Je ne suis pas convaincu qu'au moins jusqu'à présent, un chef différent – un Andy Burnham ou Yvette Cooper – se serait comporté de manière très différente. Mais grâce au passé eurosceptique de M. Corbyn, il n’a guère de crédit auprès de la banque du reste du travail parlementaire. Ils soupçonnent qu'il est un Brexiter en tenue vestimentaire.
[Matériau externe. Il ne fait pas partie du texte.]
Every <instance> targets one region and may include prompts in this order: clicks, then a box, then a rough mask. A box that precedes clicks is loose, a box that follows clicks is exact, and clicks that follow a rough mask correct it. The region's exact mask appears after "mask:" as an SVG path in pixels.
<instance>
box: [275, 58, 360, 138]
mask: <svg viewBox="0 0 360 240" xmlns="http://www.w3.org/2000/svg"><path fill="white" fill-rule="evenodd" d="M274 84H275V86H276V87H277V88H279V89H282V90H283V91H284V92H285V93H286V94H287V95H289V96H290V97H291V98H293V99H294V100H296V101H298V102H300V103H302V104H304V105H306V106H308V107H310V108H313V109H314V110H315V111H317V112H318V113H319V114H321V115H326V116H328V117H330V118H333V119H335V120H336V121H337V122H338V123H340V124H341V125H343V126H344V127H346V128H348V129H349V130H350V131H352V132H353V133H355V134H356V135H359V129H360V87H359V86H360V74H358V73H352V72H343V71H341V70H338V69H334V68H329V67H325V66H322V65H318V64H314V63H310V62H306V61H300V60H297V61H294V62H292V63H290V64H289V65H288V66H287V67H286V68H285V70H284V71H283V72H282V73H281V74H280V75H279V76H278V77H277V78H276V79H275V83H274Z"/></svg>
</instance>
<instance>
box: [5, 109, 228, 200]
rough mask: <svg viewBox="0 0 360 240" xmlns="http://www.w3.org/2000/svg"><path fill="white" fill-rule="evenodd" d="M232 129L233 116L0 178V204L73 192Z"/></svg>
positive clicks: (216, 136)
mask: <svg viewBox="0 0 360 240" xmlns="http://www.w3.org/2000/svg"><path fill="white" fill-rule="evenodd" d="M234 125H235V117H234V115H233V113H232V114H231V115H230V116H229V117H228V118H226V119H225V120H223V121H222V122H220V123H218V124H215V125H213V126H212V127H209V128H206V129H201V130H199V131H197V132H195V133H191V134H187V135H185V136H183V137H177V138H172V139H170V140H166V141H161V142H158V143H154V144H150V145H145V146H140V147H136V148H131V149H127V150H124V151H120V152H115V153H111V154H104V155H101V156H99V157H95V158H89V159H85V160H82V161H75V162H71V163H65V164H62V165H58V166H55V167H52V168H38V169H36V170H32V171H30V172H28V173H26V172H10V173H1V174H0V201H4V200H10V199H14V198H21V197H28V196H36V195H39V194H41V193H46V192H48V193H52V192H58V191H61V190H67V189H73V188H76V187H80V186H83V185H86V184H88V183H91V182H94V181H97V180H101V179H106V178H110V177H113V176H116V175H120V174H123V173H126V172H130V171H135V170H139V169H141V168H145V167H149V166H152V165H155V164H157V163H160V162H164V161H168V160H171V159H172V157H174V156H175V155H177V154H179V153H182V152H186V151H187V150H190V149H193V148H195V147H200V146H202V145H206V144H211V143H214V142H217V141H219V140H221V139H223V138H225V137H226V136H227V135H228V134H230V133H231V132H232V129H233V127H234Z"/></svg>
Je soupçonne que c'est un peu injuste, même si la vérité peut être encore plus accablante. M. Corbyn n'a peut-être aucun amour pour l'UE, en est profondément sceptique, mais ce n'est pas une cause qui a occupé une grande partie de sa carrière politique. John Redwood, obsédé par toutes les affaires européennes, s’engageait à "libérer" la Grande-Bretagne du jaune de l’UE.

Grâce au passé eurosceptique de M. Corbyn, il n’a guère de crédit auprès de la banque du reste du travail parlementaire. Ils soupçonnent qu'il est un Brexiter en tenue vestimentaire.

Lewis Goodall

Bien qu'il ait voté contre pratiquement tous les traités européens, il a à peine mentionné le sujet au parlement avant de devenir chef. Comme les sources me l'ont répété maintes fois, la vérité est que ce n'est pas une question qui préoccupe beaucoup M. Corbyn, il est en grande partie indifférent et souhaite que cela disparaisse afin qu'il puisse se concentrer sur d'autres priorités.

Ainsi, le Brexit ne fait pas partie, comme certains de ses collègues, de son socialisme. C’est donc une question à gérer au maximum de son utilité politique, une question de tête, pas de coeur. C’est peut-être plus que toute autre chose le péché ultime pour ses ennemis, bien plus attachés à l’UE que lui.

M. Corbyn ne soutiendra pas un autre référendum s'il n'a absolument pas le choix. À titre d’illustration, observons ses actions mercredi soir: refuser de s’engager dans les pourparlers multipartites du Premier ministre sur le Brexit tant qu’elle n’aura pas conclu un accord, ce qui, il le sait, ne le fera pas.

Il espère, j'en suis sûr, continuer à rouler jusqu'à ce que le premier ministre soit à court d'options, sauf une: de nouvelles élections. Pour Jeremy Corbyn, le Brexit restera toujours cela: sa meilleure opportunité électorale (mais la plus périlleuse).